Here is the typical flow for the DIP fusion portion of the procedure:
1. The 0.9mm K-wire (The “Pilot”)
The K-wire is the most critical step because it dictates the final position of the screw.
- The Move: The surgeon will drive the 0.9mm wire through the center of the distal phalanx and into the proximal phalanx while holding the joint in the desired degree of flexion (usually 0°–5°).
- Verification: This is usually checked under Fluoroscopy (X-ray) in both AP and Lateral views. If the wire is off-center, the screw may “blow out” the side of the small toe bone.
2. The Depth Gauge
Once the wire is perfectly placed, the depth gauge is used to select the screw length.
- The Move: It slides over the K-wire until it hits the bone at the tip of the toe.
- Sizing Tip: Surgeons often “downsize” by 2mm (e.g., if it measures 24mm, they may pick a 22mm screw) to ensure the headless screw is fully buried and provides maximum compression without poking out the end.
3. The Drill (Cannulated)
Before the screw goes in, a path must be cleared to prevent the bone from cracking.
- The Move: The cannulated drill bit slides over the 0.9mm K-wire.
- Role: It creates a “pilot hole.” For an HCS, the drill usually has two diameters—one for the shaft and a slightly wider one for the “lag” portion—to accommodate the variable pitch of the screw.
4. The Screw (HCS 2.4 / 3.0)
This is where the fusion is finalized.
- The Move: The screw is driven over the K-wire. As the trailing threads enter the proximal phalanx, you will see the joint space close tightly as interfragmentary compression occurs.
- The Finish: The K-wire is then pulled out, leaving only the internal screw.

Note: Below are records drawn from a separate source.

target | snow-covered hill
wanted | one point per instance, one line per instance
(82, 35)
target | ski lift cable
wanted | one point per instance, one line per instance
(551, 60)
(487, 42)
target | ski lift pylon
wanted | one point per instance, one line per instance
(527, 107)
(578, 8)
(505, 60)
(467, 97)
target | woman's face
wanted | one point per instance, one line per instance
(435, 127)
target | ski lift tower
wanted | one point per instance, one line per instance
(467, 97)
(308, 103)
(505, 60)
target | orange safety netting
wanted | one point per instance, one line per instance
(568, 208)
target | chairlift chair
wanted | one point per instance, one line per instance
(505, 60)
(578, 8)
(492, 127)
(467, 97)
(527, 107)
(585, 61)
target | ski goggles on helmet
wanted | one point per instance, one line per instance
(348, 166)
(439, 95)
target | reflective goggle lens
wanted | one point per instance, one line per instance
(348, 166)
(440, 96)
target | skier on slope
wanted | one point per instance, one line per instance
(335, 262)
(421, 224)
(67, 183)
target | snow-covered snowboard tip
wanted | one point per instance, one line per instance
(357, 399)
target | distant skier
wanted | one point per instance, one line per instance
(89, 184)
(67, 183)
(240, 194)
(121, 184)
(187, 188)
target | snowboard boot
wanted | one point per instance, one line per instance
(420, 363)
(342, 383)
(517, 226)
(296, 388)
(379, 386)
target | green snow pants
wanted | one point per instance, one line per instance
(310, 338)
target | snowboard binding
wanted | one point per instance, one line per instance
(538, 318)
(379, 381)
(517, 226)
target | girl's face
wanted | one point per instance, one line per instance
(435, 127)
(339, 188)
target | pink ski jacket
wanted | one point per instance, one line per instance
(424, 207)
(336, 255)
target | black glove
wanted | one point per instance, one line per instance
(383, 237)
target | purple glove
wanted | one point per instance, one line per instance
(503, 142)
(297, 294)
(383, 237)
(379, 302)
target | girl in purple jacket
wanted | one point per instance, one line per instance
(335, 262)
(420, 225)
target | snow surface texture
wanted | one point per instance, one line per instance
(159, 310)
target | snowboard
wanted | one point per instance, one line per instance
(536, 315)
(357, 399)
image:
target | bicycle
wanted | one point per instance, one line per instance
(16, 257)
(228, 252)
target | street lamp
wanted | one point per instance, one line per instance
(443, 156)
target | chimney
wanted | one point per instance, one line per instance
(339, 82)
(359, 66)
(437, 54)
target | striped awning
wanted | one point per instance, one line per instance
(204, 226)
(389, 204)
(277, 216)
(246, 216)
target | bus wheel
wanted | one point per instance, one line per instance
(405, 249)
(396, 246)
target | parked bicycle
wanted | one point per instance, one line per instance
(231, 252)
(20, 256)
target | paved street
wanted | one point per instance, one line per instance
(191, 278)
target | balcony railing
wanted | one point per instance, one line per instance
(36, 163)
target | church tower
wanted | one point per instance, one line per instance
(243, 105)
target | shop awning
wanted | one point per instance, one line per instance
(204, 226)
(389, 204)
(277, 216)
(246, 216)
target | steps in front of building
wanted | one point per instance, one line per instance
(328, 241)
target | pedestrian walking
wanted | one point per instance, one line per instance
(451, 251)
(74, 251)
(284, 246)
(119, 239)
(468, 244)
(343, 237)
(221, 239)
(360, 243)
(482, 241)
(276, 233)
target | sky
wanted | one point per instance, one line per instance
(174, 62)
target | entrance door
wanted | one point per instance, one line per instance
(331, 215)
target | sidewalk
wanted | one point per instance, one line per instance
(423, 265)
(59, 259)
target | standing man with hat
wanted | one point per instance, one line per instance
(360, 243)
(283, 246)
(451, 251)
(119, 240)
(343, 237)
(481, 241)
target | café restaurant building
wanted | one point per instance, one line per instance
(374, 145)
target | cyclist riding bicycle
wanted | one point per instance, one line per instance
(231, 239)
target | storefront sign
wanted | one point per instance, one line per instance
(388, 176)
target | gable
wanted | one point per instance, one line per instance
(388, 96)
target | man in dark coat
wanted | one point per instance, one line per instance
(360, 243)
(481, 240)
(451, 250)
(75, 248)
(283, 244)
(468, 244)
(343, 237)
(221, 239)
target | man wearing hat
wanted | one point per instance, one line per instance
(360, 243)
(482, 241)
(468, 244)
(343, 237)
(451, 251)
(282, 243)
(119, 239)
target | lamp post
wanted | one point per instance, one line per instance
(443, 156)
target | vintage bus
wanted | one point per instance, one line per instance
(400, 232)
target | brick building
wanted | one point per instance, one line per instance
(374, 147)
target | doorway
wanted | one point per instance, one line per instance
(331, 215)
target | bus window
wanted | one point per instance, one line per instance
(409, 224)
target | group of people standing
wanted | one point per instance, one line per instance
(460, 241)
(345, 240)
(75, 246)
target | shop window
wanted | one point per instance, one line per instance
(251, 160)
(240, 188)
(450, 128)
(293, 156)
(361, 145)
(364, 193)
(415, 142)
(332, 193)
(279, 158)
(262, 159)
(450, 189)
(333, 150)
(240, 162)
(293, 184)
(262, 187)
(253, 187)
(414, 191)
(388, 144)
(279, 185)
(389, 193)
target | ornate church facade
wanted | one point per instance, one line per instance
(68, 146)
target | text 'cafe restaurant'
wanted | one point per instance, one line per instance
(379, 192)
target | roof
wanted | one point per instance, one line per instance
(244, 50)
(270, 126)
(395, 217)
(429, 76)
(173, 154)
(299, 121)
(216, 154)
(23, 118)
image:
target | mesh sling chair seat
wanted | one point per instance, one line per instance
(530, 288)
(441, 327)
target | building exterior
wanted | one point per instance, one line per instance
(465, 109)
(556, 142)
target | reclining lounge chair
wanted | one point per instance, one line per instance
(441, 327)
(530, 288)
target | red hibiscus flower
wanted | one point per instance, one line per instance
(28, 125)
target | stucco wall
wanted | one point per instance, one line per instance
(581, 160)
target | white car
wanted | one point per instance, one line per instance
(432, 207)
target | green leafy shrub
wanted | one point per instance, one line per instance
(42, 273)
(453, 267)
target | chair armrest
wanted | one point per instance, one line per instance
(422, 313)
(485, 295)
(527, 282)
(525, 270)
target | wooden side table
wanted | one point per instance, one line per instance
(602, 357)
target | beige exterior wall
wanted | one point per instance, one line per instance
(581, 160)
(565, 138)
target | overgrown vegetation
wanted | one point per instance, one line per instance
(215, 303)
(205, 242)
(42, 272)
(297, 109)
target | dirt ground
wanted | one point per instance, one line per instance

The Graft Harvester (When needed)
The use of Single-use Graft Harvester (6/8/10/12mm). This is used if the patient has a “non-union” (the bone didn’t heal) or significant bone loss.
- The Purpose: It works like an apple corer to take a small plug of healthy bone (often from the calcaneus/heel or the distal tibia).
- Application: That bone “plug” is packed into the DIPJ space before the K-wire is placed to act as a biological bridge, encouraging the two toe bones to grow together.
Scrub Nurse/Assistant Tips:
- Wire Management: Always have a “wire driver” or “Jacobs chuck” ready for that 0.9mm wire.
- Clean the Flutes: When the surgeon hands back the drill, quickly wipe the bone debris out of the drill flutes with a wet gauze so it’s ready if they need to re-drill.
- Closing: Watch how they manage the small stab incision at the tip of the toe—it usually only requires one or two fine sutures (like 4-0 or 5-0 Ethilon).
Why is it so important? (The “Magic” of the Design)
The HCS is important because it performs two difficult tasks at the exact same time: compression and concealment.
1. The Variable Pitch (Active Compression)
If you look closely at an HCS, the threads at the tip are wider (faster) and the threads at the back are tighter (slower).
- How it works: For every turn of the screwdriver, the tip travels further into the bone than the back end. This naturally pulls the two pieces of bone toward each other.
- Clinical Value: In a toe fusion, you want the bones to “think” they are one single piece. This constant pressure (compression) tricks the body into growing bone across the gap faster.
2. Articular Surface Safety
Because there is no head, the surgeon can drive the screw below the surface of the bone.
- Why this matters in the toe: The skin on your toes is very thin. If you used a normal screw with a head, the patient would feel a painful “bump” every time they wore shoes. Also, because the screw is buried, it doesn’t rub against the nail bed or the joint next to it.
3. “Lagging” without a Lag Screw
In traditional surgery, to get compression, you have to over-drill the first bone so the screw doesn’t “grip” it (called a lag technique).
- The HCS Advantage: The screw does the lagging for you through its thread design. This means less bone is removed, which is vital in tiny bones like the phalanges of the toe where there isn’t much “real estate” to work with.